“[CROs] are the experts…in the regulatory landscape, the therapeutic area, and the database of patients and investigators” – Clinical Development at PRXL Customer
We’re long shares of Parexel International (PRXL), a leading clinical research organization (“CRO”) with a multi-decade track record of double-digit growth. Founder & CEO Josef von Rickenbach launched the business in 1982 and took it public in 1995. Over the past decade, von Rickenbach grew Parexel’s revenue from $545m to $2bn, EPS expanded from $0.36 to $2.70, and Parexel solidified its position as a top three CRO, all while maintaining an unlevered balance sheet and generating consistent free cash flow. Short-term market gyrations, triggered by a guidance reduction of NTM EPS growth from 20% to 17%, then aggravated by a broad-based healthcare selloff, have left Parexel with the undemanding valuation of 1.9x NTM EV/Revenue (peers are 2.3x – 3.5x) and 13x EBITDA.
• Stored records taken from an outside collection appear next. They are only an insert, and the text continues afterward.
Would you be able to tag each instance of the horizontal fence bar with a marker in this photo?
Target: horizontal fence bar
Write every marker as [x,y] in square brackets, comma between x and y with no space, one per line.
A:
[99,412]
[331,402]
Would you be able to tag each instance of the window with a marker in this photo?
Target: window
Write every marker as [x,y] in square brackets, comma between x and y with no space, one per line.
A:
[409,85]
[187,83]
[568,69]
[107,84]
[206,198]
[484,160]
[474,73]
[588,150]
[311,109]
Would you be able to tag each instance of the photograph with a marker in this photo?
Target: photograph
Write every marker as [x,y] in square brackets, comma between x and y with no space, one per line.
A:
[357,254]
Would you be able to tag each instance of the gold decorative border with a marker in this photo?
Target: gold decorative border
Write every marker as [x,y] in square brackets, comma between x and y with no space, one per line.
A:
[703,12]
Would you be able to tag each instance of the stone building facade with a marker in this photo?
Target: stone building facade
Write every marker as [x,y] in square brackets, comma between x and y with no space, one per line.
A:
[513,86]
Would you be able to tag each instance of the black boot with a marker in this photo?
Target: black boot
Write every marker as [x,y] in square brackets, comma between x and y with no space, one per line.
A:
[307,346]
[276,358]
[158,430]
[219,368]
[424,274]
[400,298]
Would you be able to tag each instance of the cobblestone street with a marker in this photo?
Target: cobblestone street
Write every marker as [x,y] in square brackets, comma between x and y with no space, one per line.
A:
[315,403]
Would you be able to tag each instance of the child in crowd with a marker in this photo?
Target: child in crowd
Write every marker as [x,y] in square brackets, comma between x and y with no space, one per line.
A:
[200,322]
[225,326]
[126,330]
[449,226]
Amongst the large public CROs, Parexel trades for an anomalously low EV/Revenue multiple, suggesting that operating margins have room to expand. We’re inclined to support that view for a few reasons: i) a recent hiring spree, in anticipation of a growth uptick and move towards later-stage trials; ii) management recently introduced a $50-60m cost reduction plan, to be realized by FY17; and iii) PRXL operates with a 35% tax rate, but believes it can decline to 20-30% over time. Quotes paraphrased from our calls with customers indicate there’s room to reduce overall costs: “[PRXL] staffs with one Senior Director, one Director, but only one contract Analyst on the ground”; “[PRXL has a] ‘clubby,’ ‘Ivy League’ feel”; “Pfizer is very top-heavy, and Parexel is very top-heavy, so they go together.” We also heard that a shift towards junior employees wouldn’t impact service levels. Parexel has gone a step further by outsourcing staff abroad: its headcount in India grew from 500 in FY14 to about 1,000 today, with a March 2015 acquisition targeting the pharmacovigilance market (detection and collection of adverse events) staffed largely out of India. Parexel’s organic growth, cost reductions, and tax opportunities could lead to 100-120bps of margin expansion per year over the next few years.